Federal Judge Says Internet Archive's Wayback Machine a Legit Source of Evidence (opens in new tab)

(techdirt.com)

129 pointskpwags10y ago43 comments

43 comments

28 comments · 10 top-level

throwaway776710y ago· 7 in thread

One point to note here, is that the Wayback Machine obeys robots.txt retroactively, so sites can hide evidence by changing their robots.txt to disallow indexing of specific content. The data won't be purged from the servers, but it will not be displayed through the site.

This is quite disappointing (though probably wise from a legal standpoint). It makes it less useful if a party in a lawsuit can retroactively hide evidence of wrongdoing, and thereby deny access to evidence.

It's also a problem if a domain name changes ownership and the new owner suddenly adds a restrictive robots.txt - the old content will no longer be accessible even though the current owner has no claim to it.

bonyt10y ago

In 2009, there was an interesting case where a federal district court ordered a plaintiff to disable its robots.txt to allow the Wayback Machine to disclose an old version of the plaintiff's website.[1] Someone at the Internet Archive provided a declaration stating that it would place a significant burden on them[2] to respond to a subpoena themselves, whereas all the plaintiff had to do was modify its robots.txt. The court reasoned that since the plaintiff had the technical ability to un-block access, they could be compelled to do so, and made them disable their robots.txt.

[1]: http://www.american-justice.org/upload/page/123/69/docket-18...

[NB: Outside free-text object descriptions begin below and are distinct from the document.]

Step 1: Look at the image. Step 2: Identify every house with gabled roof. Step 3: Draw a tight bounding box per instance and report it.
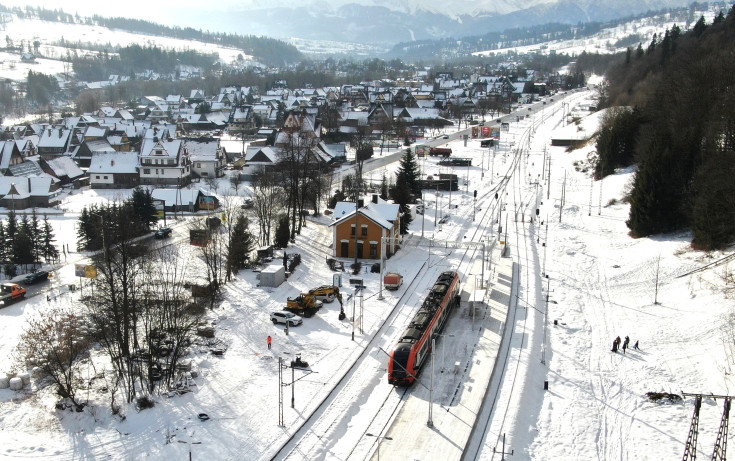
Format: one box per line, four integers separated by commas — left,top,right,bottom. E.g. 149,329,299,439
329,194,401,259
0,175,60,209
40,156,85,187
138,137,190,186
0,140,24,174
186,138,226,178
37,127,73,159
73,138,116,168
88,151,140,189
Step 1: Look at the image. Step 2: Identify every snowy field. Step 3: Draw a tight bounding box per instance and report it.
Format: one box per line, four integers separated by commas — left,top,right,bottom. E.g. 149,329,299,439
1,91,734,460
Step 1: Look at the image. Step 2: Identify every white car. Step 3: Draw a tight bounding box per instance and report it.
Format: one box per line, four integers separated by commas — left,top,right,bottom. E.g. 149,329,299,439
270,311,303,326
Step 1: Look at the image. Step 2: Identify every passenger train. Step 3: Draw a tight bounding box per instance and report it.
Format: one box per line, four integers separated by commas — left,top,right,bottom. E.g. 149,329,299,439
387,271,461,386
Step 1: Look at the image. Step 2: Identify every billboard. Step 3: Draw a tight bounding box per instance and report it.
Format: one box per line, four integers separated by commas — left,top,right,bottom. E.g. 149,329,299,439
75,264,97,279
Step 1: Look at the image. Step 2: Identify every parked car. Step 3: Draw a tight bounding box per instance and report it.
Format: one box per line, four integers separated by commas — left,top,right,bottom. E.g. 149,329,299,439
241,198,254,209
442,134,449,139
154,227,172,239
270,311,303,326
24,270,49,285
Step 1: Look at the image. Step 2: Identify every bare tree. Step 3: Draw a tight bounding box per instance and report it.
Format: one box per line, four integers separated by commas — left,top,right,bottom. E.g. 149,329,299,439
252,169,286,247
190,218,226,308
14,306,91,409
139,244,202,392
85,207,149,404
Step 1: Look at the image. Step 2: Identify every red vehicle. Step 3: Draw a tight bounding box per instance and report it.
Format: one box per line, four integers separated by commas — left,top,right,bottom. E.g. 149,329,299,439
429,147,452,157
388,271,461,385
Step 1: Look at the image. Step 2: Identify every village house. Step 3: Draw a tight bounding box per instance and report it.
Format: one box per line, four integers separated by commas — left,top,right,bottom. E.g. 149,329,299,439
138,137,191,186
185,138,227,178
330,195,401,260
88,151,140,189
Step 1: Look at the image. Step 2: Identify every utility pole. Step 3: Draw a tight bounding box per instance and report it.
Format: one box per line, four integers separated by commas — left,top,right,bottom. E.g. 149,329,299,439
427,338,435,427
278,357,284,426
546,156,551,200
542,278,551,365
559,170,566,223
588,174,593,217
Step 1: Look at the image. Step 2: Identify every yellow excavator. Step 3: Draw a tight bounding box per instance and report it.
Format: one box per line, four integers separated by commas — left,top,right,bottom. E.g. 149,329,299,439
285,293,323,317
307,285,346,320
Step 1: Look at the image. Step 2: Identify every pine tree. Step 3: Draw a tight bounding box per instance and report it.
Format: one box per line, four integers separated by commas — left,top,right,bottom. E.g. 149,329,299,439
274,214,290,248
395,148,421,197
29,210,41,266
42,215,59,263
227,215,255,274
0,221,6,264
13,214,33,270
76,206,94,250
129,187,157,231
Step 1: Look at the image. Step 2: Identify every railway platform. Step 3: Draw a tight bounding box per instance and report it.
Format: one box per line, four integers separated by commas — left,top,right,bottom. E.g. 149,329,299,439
369,247,515,461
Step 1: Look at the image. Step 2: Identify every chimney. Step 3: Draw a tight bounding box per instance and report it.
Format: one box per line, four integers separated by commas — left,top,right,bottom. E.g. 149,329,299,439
27,176,31,192
372,194,378,204
357,199,364,208
58,128,63,137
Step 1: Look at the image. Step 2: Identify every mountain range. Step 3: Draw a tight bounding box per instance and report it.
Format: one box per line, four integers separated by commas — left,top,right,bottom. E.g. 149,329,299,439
189,0,695,45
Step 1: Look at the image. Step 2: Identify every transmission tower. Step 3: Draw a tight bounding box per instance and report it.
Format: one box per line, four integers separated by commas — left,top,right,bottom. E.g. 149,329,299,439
682,395,701,461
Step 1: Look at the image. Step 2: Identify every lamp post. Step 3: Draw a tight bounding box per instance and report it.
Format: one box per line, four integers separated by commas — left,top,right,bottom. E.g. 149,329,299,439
365,433,392,461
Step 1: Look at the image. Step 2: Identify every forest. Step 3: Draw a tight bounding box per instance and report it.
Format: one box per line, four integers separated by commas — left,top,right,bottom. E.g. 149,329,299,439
595,7,735,250
0,4,303,67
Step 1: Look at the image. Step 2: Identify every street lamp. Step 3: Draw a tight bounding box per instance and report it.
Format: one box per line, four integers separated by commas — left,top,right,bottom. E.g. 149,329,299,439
365,433,392,461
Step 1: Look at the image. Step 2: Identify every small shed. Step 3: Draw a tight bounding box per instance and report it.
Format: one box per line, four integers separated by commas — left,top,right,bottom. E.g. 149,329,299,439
259,265,285,288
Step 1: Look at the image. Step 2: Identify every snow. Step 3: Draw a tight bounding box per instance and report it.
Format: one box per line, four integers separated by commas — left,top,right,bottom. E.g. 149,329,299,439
0,89,733,460
0,16,258,83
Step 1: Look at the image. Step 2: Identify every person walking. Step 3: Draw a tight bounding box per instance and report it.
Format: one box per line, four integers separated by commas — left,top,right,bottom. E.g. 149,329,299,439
267,335,272,350
612,336,620,352
622,338,628,354
633,340,639,350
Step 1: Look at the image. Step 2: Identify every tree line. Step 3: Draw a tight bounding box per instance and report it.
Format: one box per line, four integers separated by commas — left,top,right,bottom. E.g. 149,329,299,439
596,7,735,250
0,210,58,277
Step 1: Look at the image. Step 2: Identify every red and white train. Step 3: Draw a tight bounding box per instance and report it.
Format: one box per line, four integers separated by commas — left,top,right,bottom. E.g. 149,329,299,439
387,271,461,386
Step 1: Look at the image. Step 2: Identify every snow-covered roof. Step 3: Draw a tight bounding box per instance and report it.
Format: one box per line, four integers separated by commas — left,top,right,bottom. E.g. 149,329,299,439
140,138,182,158
45,156,84,179
151,188,201,207
186,139,221,162
88,152,139,174
332,199,400,229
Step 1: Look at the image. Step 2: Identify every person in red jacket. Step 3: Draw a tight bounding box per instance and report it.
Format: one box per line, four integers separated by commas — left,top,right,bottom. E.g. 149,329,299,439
267,335,272,350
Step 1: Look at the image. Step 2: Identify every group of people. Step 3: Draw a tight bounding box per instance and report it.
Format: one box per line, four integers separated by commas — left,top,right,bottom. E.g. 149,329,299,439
612,335,639,354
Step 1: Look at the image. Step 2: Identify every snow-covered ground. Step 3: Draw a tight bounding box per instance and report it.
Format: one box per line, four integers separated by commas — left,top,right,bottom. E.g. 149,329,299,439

[2]: https://tonybox.net/tmp/ia_decl_pacer.pdf (downloaded from PACER)

nightcracker10y ago

> The court reasoned that since the plaintiff had the technical ability to un-block access, they could be compelled to do so, and made them disable their robots.txt.

How is this not indirect self-incrimination?

5 more replies

CJefferson10y ago

Thanks for answering a question I had been worried about for ages -- did changes to robot.txt make the internet archive delete it's history, or just hide it.

greglindahl10y ago

Thanks for making the PACER doc available -- is it in RECAP?

pjc5010y ago

deny access to evidence

Subpoena?

epicaricacy10y ago

That goes to weight more than admissibility.

The only thing that the judge ruled in this case is that it CAN be used.

huherto10y ago

Very interesting.

At least they cannot add content.

And it is easy to know if they may have hidden something. Since the robots.txt should be public. I hope. May be a judge can make them unhide. I don't know.

throwaway776710y ago· 3 in thread

In many European countries, we have legal deposit laws that require the national library to run archival web crawls, at least of the country TLD and sometimes on a best-effort basis for material outside the TLD that's considered relevant (based on language, for example).

These laws specify that the crawls are stored untampered and guarantee that the results can be considered valid evidence.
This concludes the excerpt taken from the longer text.